According to the Gospels, God was present in the person of Jesus, incarnate in the very flesh and blood and bone of Jesus.  God confirms this in the accounts of Jesus’ baptism.  But that’s not the whole story.  The scriptures make it abundantly clear that God loves human beings, and desires a personal relationship with each and every one of us.  I think God designed us specifically for relationship, with each other, with the rest of creation, and most importantly, for relationship with God.  We long for God.  We need God.  Sometimes I think, maybe there really is a God-shaped hole in each of us that can only be filled by the Holy Spirit.  I truly believe that this was the plan all along.  In a way, Jesus was the perfect prototype—the perfect Temple in which God was pleased to dwell.

The truth is, God is now present in us, in all the people that make up the world-wide church.  In baptism, the Holy Spirit takes up residence within each of us.  God has chosen to dwell, not within structures of wood or stone or brick and mortar, but within flawed and fragile temples of human flesh and bone.  God loves human beings and wants so much to be in relationship with us, that God has decided to take up residence, not just with or alongside us, but within us—to have the most intimate relationship possible with each one of us. 

God is the source of strength and resilience within us.  Dwelling within us gives God direct access to our hearts, on which God promised to engrave God’s laws of love, so that we can more easily follow them, and recognize them as ways of demonstrating love for one another.  Having the Holy Spirit dwelling within us increases the likelihood that we can be altered, refurbished, transformed into better versions of ourselves—especially if we give God permission to remodel our hearts and minds, to rearrange our priorities, to enlarge our hearts and create more room for us to grow and expand our capacity to love and forgive, to increase our generosity, to broaden our narrow ways of thinking and being, to improve our ability to welcome and honor diversity, to open us up to the limitless possibilities that exist when we allow God to take the helm and guide us through this life and into the next.

But lest we start thinking that only we Christians have been chosen to serve as habitats for the Divine Presence, we must remember that the book of Acts makes it clear that the Holy Spirit is perfectly capable of entering into people who have not received a Christian baptism through water and the word.  The Holy Spirit is free to move in and take up residence in anyone, anywhere, at any time.  In Acts 10, the Holy Spirit enters a Gentile in the Roman army along with all his family and friends, after which Peter decides they should all be baptized with water, because it was clear that God had already baptized them with the Holy Spirit, just exactly as God had baptized the Apostles at Pentecost.

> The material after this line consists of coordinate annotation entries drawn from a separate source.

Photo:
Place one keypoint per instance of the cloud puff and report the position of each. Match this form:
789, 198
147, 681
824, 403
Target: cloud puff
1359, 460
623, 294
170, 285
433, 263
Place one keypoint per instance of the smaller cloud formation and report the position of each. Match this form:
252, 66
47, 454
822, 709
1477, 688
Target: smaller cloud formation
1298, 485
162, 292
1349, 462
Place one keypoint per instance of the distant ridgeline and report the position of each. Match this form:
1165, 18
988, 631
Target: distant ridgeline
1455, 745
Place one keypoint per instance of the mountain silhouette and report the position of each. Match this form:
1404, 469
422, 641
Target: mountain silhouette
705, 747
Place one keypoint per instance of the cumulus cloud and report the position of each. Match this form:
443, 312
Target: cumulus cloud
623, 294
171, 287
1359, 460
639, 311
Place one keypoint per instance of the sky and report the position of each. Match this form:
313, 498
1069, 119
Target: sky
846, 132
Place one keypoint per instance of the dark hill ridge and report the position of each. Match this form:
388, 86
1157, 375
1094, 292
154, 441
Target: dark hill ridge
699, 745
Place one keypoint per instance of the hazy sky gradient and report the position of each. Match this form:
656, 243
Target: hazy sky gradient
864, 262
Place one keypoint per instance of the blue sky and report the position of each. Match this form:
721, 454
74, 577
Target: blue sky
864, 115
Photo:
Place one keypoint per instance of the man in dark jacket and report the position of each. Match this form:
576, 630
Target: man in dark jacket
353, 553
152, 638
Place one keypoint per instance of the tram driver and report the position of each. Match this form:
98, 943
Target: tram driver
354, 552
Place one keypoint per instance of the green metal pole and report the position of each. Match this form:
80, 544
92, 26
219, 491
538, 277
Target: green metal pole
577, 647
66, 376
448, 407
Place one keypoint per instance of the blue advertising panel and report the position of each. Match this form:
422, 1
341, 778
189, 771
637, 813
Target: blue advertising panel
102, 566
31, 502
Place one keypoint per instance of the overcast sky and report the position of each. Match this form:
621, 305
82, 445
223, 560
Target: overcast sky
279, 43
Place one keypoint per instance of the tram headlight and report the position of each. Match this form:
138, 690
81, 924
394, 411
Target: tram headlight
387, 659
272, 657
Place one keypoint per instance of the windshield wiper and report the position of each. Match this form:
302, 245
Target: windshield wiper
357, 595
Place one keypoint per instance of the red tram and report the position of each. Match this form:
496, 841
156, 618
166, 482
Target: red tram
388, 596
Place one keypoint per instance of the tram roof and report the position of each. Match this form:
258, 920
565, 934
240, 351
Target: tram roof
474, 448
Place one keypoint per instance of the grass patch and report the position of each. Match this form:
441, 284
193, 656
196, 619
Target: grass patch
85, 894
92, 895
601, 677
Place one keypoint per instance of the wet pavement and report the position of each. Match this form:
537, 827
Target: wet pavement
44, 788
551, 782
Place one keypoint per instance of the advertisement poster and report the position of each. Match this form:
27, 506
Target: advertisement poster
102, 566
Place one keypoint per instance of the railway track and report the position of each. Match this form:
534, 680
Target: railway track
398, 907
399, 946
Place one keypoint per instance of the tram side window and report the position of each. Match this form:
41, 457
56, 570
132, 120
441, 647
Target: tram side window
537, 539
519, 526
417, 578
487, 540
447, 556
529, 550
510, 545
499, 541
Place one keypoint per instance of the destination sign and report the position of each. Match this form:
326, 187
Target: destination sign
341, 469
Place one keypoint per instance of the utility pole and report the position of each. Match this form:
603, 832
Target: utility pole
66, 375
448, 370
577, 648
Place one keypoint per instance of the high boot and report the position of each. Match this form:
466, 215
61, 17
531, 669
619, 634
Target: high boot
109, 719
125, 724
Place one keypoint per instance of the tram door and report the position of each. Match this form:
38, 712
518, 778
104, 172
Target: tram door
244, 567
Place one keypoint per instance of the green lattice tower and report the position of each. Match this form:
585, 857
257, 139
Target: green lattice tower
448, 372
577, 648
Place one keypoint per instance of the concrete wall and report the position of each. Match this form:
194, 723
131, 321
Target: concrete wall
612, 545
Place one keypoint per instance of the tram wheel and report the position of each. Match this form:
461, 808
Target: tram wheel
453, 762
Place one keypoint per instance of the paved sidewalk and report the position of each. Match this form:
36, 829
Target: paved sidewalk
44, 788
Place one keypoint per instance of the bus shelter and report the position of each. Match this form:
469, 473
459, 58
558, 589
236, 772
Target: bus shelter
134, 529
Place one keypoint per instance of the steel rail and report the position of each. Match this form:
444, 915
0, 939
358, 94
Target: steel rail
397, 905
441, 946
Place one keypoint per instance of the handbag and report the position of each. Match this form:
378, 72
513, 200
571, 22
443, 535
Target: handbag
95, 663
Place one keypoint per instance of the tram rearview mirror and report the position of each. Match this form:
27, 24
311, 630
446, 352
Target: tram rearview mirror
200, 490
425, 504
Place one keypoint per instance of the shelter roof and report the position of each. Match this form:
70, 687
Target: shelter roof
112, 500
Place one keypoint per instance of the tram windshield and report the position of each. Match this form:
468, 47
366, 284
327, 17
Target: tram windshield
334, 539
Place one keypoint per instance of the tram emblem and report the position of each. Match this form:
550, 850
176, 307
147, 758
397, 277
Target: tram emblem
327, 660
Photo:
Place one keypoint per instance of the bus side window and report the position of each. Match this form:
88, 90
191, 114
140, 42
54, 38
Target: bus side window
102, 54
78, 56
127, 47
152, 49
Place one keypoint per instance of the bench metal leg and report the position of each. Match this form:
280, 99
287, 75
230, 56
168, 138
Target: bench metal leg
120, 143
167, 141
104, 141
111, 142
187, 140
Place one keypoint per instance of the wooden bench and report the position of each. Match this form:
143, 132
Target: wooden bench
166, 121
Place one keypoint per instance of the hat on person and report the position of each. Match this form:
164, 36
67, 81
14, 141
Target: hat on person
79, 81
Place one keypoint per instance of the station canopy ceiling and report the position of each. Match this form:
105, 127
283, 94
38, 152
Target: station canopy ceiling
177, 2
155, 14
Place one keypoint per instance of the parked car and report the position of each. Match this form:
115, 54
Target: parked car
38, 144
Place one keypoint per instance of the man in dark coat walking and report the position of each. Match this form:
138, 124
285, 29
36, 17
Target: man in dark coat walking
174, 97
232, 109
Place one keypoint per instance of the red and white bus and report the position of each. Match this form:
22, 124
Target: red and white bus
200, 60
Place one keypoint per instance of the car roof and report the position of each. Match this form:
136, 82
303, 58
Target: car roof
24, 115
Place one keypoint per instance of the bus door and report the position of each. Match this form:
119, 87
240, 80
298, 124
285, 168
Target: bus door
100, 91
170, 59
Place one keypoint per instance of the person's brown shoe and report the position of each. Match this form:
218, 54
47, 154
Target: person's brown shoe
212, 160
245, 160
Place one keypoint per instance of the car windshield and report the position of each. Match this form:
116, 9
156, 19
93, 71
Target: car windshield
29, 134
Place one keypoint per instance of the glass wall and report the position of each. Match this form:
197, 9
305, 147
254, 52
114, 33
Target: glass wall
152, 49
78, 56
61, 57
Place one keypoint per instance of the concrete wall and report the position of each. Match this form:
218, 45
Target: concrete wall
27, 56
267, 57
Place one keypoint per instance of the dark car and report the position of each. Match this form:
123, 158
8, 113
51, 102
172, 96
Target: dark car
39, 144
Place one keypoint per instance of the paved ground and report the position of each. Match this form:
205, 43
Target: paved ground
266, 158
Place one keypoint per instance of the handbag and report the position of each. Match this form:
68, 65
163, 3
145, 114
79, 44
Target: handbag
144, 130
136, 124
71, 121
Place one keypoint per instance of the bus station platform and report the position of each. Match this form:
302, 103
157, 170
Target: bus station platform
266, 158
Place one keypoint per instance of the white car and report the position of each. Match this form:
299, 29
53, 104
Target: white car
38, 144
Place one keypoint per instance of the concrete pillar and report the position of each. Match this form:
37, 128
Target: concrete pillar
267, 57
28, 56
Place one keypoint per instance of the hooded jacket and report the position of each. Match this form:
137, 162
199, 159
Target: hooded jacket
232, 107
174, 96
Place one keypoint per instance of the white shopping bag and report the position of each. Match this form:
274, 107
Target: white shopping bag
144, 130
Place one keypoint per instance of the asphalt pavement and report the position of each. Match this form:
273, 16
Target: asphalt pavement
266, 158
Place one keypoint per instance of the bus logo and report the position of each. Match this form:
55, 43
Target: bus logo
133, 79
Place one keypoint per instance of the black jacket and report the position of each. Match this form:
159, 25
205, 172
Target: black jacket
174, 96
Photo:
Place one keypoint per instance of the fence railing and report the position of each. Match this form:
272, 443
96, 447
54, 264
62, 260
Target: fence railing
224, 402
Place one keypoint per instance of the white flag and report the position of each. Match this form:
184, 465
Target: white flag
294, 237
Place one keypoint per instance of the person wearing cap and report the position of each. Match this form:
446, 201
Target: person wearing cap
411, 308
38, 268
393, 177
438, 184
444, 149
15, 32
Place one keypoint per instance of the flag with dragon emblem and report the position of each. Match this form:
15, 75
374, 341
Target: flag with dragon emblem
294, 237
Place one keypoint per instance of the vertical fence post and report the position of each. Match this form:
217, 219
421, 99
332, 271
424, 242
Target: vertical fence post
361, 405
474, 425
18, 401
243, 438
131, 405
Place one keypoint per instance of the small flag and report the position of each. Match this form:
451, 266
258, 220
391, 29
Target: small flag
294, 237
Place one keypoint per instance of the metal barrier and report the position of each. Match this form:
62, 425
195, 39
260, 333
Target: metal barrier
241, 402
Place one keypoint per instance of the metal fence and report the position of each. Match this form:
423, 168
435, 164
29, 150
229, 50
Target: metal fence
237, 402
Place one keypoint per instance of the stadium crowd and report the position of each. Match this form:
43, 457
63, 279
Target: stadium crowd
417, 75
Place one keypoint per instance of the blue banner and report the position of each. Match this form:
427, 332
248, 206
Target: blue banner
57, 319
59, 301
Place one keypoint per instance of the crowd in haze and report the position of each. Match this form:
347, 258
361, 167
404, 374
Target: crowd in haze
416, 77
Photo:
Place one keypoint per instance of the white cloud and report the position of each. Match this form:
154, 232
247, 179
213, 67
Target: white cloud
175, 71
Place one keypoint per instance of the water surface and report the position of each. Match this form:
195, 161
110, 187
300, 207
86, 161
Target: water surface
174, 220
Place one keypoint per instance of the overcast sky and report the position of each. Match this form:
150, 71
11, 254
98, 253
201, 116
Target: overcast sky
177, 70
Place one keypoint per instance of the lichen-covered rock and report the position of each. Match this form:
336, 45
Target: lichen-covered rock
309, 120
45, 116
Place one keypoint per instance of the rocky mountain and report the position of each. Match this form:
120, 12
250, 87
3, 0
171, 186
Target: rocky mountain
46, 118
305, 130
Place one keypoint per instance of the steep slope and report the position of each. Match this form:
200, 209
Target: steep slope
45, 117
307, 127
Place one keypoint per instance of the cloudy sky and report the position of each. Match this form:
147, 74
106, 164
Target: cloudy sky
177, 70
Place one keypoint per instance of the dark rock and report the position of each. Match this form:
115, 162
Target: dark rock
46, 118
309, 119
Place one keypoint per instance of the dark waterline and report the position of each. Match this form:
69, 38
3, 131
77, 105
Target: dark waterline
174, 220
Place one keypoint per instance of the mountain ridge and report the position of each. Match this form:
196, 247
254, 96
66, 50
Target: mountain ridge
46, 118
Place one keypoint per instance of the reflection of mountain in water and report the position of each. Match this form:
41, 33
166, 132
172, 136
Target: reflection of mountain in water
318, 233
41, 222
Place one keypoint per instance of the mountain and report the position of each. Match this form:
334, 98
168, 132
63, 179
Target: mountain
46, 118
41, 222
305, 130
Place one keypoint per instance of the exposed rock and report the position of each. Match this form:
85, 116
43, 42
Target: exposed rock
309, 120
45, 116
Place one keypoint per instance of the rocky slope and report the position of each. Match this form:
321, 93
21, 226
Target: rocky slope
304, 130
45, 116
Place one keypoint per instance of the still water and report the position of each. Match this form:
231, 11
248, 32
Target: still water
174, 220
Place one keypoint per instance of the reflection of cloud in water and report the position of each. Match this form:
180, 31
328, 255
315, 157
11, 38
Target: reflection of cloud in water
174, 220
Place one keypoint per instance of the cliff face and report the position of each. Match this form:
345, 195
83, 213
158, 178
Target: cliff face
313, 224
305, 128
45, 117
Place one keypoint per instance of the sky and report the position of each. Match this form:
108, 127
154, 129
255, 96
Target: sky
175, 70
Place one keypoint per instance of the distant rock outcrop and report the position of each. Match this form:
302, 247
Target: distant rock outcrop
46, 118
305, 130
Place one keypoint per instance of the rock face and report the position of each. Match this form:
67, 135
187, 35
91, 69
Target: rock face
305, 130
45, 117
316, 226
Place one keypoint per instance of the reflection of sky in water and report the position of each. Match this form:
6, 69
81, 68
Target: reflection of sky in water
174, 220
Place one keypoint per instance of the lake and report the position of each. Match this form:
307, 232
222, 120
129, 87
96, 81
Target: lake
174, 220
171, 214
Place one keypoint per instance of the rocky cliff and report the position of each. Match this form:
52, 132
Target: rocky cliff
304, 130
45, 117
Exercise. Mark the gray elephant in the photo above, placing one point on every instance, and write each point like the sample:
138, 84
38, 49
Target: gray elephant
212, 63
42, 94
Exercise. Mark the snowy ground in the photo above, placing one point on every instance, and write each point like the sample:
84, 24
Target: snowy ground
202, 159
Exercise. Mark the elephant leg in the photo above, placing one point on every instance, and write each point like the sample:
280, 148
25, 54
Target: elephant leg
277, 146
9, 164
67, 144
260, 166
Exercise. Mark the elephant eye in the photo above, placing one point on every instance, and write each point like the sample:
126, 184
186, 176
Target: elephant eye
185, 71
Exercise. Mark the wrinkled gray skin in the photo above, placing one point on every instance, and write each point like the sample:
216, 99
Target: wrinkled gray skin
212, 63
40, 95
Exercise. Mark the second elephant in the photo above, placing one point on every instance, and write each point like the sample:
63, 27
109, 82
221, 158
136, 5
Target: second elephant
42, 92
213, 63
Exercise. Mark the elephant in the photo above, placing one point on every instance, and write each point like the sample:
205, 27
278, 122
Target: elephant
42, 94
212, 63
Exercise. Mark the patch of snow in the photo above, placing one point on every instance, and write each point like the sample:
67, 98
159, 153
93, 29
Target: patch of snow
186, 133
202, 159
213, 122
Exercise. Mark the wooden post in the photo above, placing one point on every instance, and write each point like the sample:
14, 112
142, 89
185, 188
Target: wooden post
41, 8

God desires to dwell in and among all people, everywhere, because God creates us all, loves us all, and desires to transform and empower us all for the sake of all creation.  In other words, God inhabits us in order to rehabilitate us, one by one, so that all of creation can be redeemed, restored, revived and renewed as well.  This is good news!  God didn’t abandon Israel when the temple was destroyed.  God never abandons God’s children, not even when we abandon God.  On the contrary, God took this opportunity to dwell with them—and everyone else—just in a much more personal and intimate way—a way they never expected, and weren’t prepared to recognize or understand.  God took this opportunity to expand God’s reach beyond the confines of the temple, beyond the boundaries of Israel, beyond all imagination, to include all of human kind, in order to personally re-image and reinstate us all, so that we can fulfill our intended purpose.  I can’t think of any better news than this.  Can you?